Data Mining Operations - Object Recognition Problem

Published on 6 June 2022 at 23:24

"The most important thing that comes out of a mine is the miner" - Anonymous 

 

PS if you want to steal my code skip to the bottom this is a starting on a study piece on using data mining for a specific purpose that I want to work through. I wrote the start of a data mining script and have been wanting to work through the problems of how to do a full data mining project as a generalised problem under negative circumstances as I think this is an overlooked skill. 

 

Foreword

 

I think data analytics has a weird problem that most people don't talk about which I call the object recognition paradox below. Illustrate what I am thinking here is best explained by discussing something I heard about Mossad the Israeli Secret Service.

Mossad has a 10th person rule that during any meeting of ten people or more if everyone agrees on a subject it is the duty of the 10th person to disagree and disagree robustly. The purpose is to dissuade the group think and entertaining anything no matter how unthinkable.

The only way I can think about going about disagreeing with everyone including your boss and remaining both unfired and friends with people involve analysing the problem rationally and presenting data. 

Alongside this, I have had more than one experience where I am given data by an organisation usually for an interview for a "technical question". The problem with this is it is always sprung on you knowing very little of the data even things like what a given field means are opaque, is "C_Identity" and  "Customer ID" the same thing if I find them in two different databases?

So I have been thinking about how to do data analytics where the assumption that the business has the wrong assumptions, bad data and just every negative assumption and look at what statistical tools and methods exist to approach such a project. To this, I turned to data mining and ran straight into the object recognition problem which dovetailed with my thinking.

The Object Recognition Problem is that any interaction with data using a query language is reliant on already knowing what you are querying

So to this end, I have written some code which would generate either a box plot or a scatter graph for every combination of fields within a CSV. Then dump it out to disk. I have used it a few times and I find it very useful when I have no idea where to start with a data set, my problem is if you have 60 fields that are 60^2 plots to render and by the time you have a fair amount and picked out your preferred plots to present a fair time passed. Nonetheless, that's time spent by my CPU and not me and as already said I use it when I don't know where to start.  

 

Object Recognition Problem

 

So I am doing that thing again where I say I am going to do a series on a thing. Odds are I will start another series before I finish this. It is a bad habit of mine...

Though I want to work through the problem of how you would do data analysis as the 10th man and hoping to take the below code and expand it to move through analysing and mining out all the patterns.

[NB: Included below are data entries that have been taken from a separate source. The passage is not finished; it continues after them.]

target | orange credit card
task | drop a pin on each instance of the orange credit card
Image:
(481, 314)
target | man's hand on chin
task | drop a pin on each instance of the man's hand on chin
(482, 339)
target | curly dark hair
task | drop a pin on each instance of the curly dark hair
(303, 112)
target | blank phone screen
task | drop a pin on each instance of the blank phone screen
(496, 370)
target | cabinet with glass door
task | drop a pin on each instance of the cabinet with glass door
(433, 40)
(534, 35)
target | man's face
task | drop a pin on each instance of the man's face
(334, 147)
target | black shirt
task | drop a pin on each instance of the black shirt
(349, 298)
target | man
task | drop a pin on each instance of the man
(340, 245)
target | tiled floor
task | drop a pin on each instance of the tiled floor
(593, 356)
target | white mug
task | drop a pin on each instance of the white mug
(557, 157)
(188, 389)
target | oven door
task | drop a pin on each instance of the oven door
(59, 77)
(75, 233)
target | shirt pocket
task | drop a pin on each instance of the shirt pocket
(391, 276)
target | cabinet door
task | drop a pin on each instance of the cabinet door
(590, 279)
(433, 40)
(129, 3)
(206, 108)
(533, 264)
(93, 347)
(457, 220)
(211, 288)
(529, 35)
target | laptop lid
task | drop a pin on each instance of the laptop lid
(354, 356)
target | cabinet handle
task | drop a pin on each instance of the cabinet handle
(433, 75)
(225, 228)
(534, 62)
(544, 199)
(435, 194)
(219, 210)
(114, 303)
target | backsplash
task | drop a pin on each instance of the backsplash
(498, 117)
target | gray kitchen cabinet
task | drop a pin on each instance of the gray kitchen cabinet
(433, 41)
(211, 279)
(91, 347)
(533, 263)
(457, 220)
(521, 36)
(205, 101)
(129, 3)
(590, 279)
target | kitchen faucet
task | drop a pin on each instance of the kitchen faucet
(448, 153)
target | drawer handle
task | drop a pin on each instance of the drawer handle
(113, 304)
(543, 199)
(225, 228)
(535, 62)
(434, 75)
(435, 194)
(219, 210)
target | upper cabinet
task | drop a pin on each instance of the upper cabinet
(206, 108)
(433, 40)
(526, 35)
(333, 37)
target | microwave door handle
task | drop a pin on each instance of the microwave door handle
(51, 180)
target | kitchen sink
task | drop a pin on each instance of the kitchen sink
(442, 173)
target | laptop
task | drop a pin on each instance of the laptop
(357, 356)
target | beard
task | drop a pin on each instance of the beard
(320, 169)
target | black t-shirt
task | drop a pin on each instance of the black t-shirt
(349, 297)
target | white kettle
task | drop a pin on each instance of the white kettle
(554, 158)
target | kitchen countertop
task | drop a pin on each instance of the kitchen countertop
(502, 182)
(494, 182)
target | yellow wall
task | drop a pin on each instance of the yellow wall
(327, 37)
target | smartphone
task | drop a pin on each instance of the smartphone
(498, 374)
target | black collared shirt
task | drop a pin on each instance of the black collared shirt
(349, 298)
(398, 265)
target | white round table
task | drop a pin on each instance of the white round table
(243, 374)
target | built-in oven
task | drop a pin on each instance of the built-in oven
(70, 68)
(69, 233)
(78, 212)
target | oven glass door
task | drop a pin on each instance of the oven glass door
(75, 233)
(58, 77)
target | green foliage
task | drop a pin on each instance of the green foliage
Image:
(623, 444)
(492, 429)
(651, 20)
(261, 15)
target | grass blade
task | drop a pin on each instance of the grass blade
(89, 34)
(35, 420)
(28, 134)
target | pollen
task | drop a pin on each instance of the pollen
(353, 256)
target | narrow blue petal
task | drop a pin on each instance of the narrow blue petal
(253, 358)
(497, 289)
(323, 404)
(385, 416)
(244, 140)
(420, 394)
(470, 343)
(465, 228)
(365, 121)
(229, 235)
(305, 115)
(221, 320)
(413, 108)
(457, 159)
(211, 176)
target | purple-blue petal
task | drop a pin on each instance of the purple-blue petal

I thought this was going to be easy. When I stopped and looked through the literature on data mining I found an interesting revelation about the Object Recognition Problem and reading through the literature I found it interesting how many places where the advice was that such methods were compromised by reliance on object recognition problems i.e. the advice was interestingly the simultaneous admission the best way to tease out the way to approach a data mining project was interviews with the business but what I thought was very interesting was the authors often lamented the problem that such analysis was only needed because the business did not know a thing.

I call this the Business Recognition Paradox that most analytic projects are frustrated by the need to interview and communicate with people that by the nature of the work do not know the answers to the questions being asked.  

I want to work through the problem of using data mining for such circumstances how can we take the 10th person problem and use data mining to rapidly provide insight. You can see below a start on the 10th man problem if you run the code eventually you will have a graph or box plot to review for every combination of relationships within the data.

I want to think through this approach as I think the subject of how to do data analytics starting from nothing is an overlooked project scenario which is much more common than often admitted. So this is a really short post only a notice of intent I had started reading up on the Object Recognition problem and written a lot before I realised I had too much for one post and decided to split up so this has turned into a notice of intent...

 

This is a short post but I spent some time writing you a data mining script... Enjoy as a starting point I hope to return to it and expand.

 

 

Code

 

import pandas as pd
import seaborn as sns
import matplotlib.pyplot as plt
data=pd.read_csv(r"C:\Data\TEST\TEST.csv",encoding='ANSI')
print(data.head())
print(data.tail())
for y_nd in data.columns:


try:


sns.scatterplot(data=data, x="Difference In No Returned", y=y_nd)
plt.xlabel("Difference In No Returned")
plt.ylabel(y_nd)
plt.savefig(r'C:\Data\TEST\data_test_'+str("Difference In No Returned")+'_'+str(y_nd)+'.png')
plt.close()


except Exception as err:


print(err)
print(type(err).__name__)
pass


try:


sns.histplot(data=data, x=str("Difference In No Returned"))
plt.savefig(r'C:\Data\TEST\data_test_'+str("Difference In No Returned")+"_histogram.png")
plt.close()


except Exception as err:


print(err)
print(type(err).__name__)
pass


for x_nd in reversed(data.columns):


for y_nd in data.columns:


try:


sns.scatterplot(data=data, x=x_nd, y=y_nd)
plt.xlabel(x_nd)
plt.ylabel(y_nd)
plt.savefig(r'C:\Data\TEST\data_test_'+str(x_nd)+'_'+str(y_nd)+'.png')
plt.close()


except Exception as err:


print(err)
print(type(err).__name__)
pass


try:


sns.histplot(data=data, x=str(x_nd))
plt.savefig(r'C:\Data\TEST\data_test_'+str(x_nd)+"_histogram.png")
plt.close()


except Exception as err:


print(err)
print(type(err).__name__)
pass
count=0


for nan in data[data[x_nd].isna()]:


print(nan)
count+=1
print(x_nd)
print(count)

 

print("legnth")
print(len(data))
print(count)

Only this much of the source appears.